For one thing, I don’t have the charging infrastructure for EV’s. For another, EV’s would jack my insurance (due to fire risk from a car with a damaged battery from a “minor” crash going into thermal runaway, which happens with regularity). Thirdly, none of my service techs have the hazmat certification to deal with EV batteries, and I have no interest at all in subscribing to the crazy high expensive waste disposal services that handle EV battery packs.

So no, “just any shop” will not do service or bodywork on EV’s.


What's the name of your shop so I can be sure never to go there? Talk about scare mongering.
Anonymous
Anonymous wrote:
Anonymous wrote:Any body shop. A scrape is a scrape.

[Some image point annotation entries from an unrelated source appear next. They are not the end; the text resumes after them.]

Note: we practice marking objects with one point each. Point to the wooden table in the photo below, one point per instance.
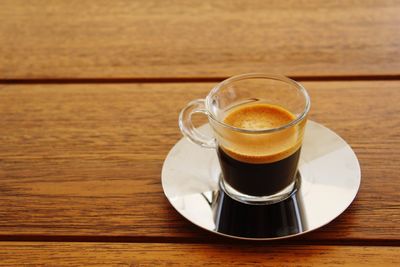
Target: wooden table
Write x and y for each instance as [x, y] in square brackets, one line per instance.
[90, 93]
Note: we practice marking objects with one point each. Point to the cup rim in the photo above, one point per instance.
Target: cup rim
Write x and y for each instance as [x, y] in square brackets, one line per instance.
[277, 77]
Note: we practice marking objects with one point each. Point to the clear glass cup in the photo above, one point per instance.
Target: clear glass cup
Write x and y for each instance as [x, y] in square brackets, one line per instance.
[258, 156]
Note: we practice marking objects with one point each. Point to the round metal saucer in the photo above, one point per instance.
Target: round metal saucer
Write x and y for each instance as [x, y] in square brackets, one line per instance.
[328, 181]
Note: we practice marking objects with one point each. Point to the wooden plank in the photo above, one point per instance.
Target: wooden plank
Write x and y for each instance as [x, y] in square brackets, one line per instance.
[154, 254]
[85, 159]
[152, 39]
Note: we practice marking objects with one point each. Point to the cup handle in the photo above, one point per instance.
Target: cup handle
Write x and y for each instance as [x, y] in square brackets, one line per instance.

That may be, but many shops won’t do ANY work on EV’s. I don’t. I won’t even allow EV’s on my lot, let alone inside our building. I do work on hybrids, but they stay in the lot when not in a bay being worked on.

They’re a liability for me. A fire in my shop could easily do a couple million dollars in damage just in facilities damage and tools and DE.

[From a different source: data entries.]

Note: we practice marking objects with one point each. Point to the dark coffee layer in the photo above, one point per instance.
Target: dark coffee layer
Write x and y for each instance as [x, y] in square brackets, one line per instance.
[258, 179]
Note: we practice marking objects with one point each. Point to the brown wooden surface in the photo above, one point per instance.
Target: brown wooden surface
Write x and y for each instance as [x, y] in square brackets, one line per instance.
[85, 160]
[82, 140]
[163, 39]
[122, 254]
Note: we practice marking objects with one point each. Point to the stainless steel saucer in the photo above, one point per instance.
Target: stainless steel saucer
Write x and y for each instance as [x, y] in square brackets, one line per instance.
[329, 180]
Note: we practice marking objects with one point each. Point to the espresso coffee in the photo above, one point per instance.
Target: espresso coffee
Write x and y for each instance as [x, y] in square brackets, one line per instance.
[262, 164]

For one thing, I don’t have the charging infrastructure for EV’s. For another, EV’s would jack my insurance (due to fire risk from a car with a damaged battery from a “minor” crash going into thermal runaway, which happens with regularity). Thirdly, none of my service techs have the hazmat certification to deal with EV batteries, and I have no interest at all in subscribing to the crazy high expensive waste disposal services that handle EV battery packs.

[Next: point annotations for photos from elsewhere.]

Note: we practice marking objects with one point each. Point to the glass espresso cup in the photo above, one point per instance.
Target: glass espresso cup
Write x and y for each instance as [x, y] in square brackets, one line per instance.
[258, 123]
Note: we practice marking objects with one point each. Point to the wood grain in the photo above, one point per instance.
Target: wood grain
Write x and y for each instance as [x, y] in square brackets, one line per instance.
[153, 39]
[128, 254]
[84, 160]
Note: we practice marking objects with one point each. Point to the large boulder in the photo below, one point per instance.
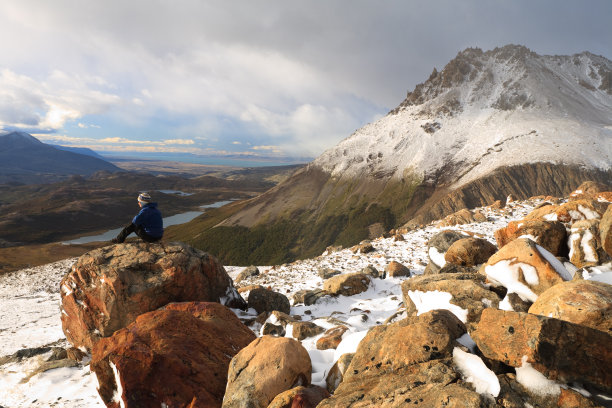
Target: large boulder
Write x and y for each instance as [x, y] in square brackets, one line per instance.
[172, 357]
[336, 373]
[584, 209]
[265, 368]
[560, 350]
[404, 363]
[300, 397]
[588, 303]
[464, 294]
[525, 268]
[107, 288]
[437, 247]
[331, 338]
[416, 339]
[347, 284]
[469, 251]
[395, 269]
[551, 235]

So no, “just any shop” will not do service or bodywork on EV’s.


Thanks for sharing your perspective.

Could you say more about hybrids? Are you ok with working on them? Esp. newer ones?
Anonymous
Anonymous wrote:
Anonymous wrote:Any body shop. A scrape is a scrape.


That may be, but many shops won’t do ANY work on EV’s. I don’t. I won’t even allow EV’s on my lot, let alone inside our building. I do work on hybrids, but they stay in the lot when not in a bay being worked on.

They’re a liability for me. A fire in my shop could easily do a couple million dollars in damage just in facilities damage and tools and DE.

For one thing, I don’t have the charging infrastructure for EV’s. For another, EV’s would jack my insurance (due to fire risk from a car with a damaged battery from a “minor” crash going into thermal runaway, which happens with regularity). Thirdly, none of my service techs have the hazmat certification to deal with EV batteries, and I have no interest at all in subscribing to the crazy high expensive waste disposal services that handle EV battery packs.

So no, “just any shop” will not do service or bodywork on EV’s.


lol. What YouTube video did you get this from?
Anonymous
Anonymous wrote:
Anonymous wrote:
Anonymous wrote:Any body shop. A scrape is a scrape.


That may be, but many shops won’t do ANY work on EV’s. I don’t. I won’t even allow EV’s on my lot, let alone inside our building. I do work on hybrids, but they stay in the lot when not in a bay being worked on.

They’re a liability for me. A fire in my shop could easily do a couple million dollars in damage just in facilities damage and tools and DE.

For one thing, I don’t have the charging infrastructure for EV’s. For another, EV’s would jack my insurance (due to fire risk from a car with a damaged battery from a “minor” crash going into thermal runaway, which happens with regularity). Thirdly, none of my service techs have the hazmat certification to deal with EV batteries, and I have no interest at all in subscribing to the crazy high expensive waste disposal services that handle EV battery packs.

So no, “just any shop” will not do service or bodywork on EV’s.


What's the name of your shop so I can be sure never to go there? Talk about scare mongering.



Why? So you can leave a bunch of fake Yelp reviews? Get bent.